This paper is a CPU-FPGA heterogenrous platform for GCN training. CPU will do the communication intensive operations, and leave the computation intensive parts to CPU.
Background and Motivation
It is challenging to accelerate Graph Convolutional Networks because: (1) substantial and irregular data communication to propagate information within the graph (2) intensive computation to propagate information along the neural network layers (3) Degree-imbalance ofgraph nodes can significantly degrade the performance of feature propagation.
GCN acceleration compared with existing graph analytic problems (1) traditional graph analytics often propagate scalars along the graph edges, while GCNs propagate long feature vectors (2) traditional graph analytics often propagate information within the full graph, while GCNs propagate within minibatches.
Training Algorithm Selection:
- minibatch by sampling training graph. The algorithm will samples subgraph instead of GCN layers
- perform pre-processing to compute the partial sum
- common pairs of neighbors, size of 2 (Could it be larger, or dynamic according the graph topolopy?)
CPU: communication intensive part, including graph sampling
FPGA: computation intensive part, including forward and backward pass
How to improve training throughput:
- reduce the overhead in external memory access: set the minibatch size so that the subgraph could fit in BRAM capacity
- increase the utilization of the on-chip resources
- feature aggrefation module: 1D accumulator array - parallelizing on the feature dimension
- weight transformation module: 2D systolic array to compute the dense matrix product
Compared with CPU baseline, 12x to 15x speedup; Compared with GPU baseline, 1.1x to 1.5x faster convergence rate.

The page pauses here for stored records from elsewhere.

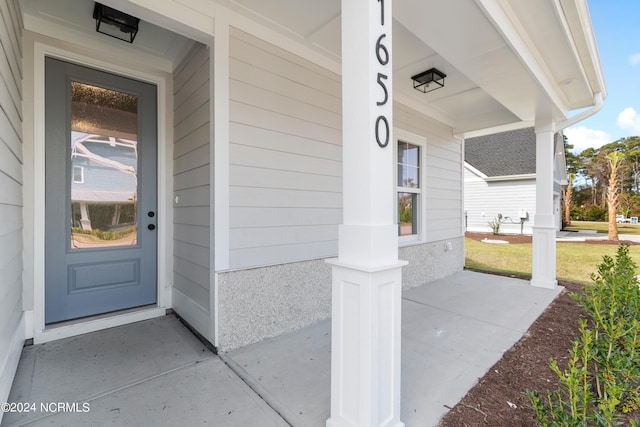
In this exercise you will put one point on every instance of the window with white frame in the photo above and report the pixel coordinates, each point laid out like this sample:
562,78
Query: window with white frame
78,174
409,188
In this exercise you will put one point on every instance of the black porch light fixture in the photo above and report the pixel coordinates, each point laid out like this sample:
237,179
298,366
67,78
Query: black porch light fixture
429,80
114,23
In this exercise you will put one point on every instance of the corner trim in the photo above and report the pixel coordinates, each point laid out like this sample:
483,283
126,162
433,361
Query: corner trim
10,363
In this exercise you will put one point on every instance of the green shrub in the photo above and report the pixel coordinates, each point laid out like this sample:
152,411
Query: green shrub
602,379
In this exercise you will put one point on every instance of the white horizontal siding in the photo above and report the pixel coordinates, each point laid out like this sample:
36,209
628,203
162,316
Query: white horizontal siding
483,201
192,210
11,195
285,156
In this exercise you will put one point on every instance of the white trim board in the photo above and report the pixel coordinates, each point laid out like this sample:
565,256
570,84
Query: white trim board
9,365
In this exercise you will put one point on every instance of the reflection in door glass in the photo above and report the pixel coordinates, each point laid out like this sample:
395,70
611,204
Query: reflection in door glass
103,167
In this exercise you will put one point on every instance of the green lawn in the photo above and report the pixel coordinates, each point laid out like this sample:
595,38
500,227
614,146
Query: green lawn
574,261
603,227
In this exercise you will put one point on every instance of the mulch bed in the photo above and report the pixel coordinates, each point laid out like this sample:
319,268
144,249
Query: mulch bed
499,398
524,238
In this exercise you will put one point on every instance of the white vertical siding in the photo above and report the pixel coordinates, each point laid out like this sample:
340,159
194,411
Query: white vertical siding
443,184
192,178
285,156
483,201
11,195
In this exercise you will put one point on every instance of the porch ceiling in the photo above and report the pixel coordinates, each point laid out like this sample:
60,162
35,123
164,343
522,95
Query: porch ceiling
504,59
501,57
72,19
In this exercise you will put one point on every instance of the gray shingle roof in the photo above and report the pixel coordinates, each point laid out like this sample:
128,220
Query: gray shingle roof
502,154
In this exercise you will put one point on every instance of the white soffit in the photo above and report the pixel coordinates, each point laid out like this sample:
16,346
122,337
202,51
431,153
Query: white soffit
73,19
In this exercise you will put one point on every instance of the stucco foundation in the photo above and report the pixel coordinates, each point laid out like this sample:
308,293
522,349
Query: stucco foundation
431,261
263,302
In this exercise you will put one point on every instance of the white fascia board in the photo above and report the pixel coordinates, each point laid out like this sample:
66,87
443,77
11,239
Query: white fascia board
511,177
475,171
506,23
589,59
496,129
172,15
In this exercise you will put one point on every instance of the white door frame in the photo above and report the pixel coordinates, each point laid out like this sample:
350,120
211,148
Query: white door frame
34,194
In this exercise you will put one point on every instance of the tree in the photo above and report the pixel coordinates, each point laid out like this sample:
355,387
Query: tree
613,193
568,198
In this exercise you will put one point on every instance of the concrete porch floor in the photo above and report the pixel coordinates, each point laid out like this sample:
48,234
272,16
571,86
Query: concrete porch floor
156,373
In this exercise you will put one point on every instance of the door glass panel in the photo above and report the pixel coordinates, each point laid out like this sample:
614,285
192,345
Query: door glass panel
103,167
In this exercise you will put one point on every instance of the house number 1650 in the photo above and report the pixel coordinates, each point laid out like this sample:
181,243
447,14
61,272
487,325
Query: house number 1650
382,54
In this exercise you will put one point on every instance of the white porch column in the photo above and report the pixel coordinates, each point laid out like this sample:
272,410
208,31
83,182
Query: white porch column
366,296
544,228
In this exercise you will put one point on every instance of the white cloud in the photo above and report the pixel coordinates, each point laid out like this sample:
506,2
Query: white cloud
629,119
581,137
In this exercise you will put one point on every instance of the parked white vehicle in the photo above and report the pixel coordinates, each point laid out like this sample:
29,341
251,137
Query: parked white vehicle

The authors said that their work has higher accuracy comapred with one previous work. But I wonder if all the work use the same subgraph sampling algorithm, would the accuracy be different.
Although I feel like this work focus more on the engineering part rather than the novel architecture design. The challenge it proposes is insightful for me: memory access and load-balance. I wonder if this design is scalable. It seems that the BRAM size is the bottleneck, could we do more optimization on the memory access?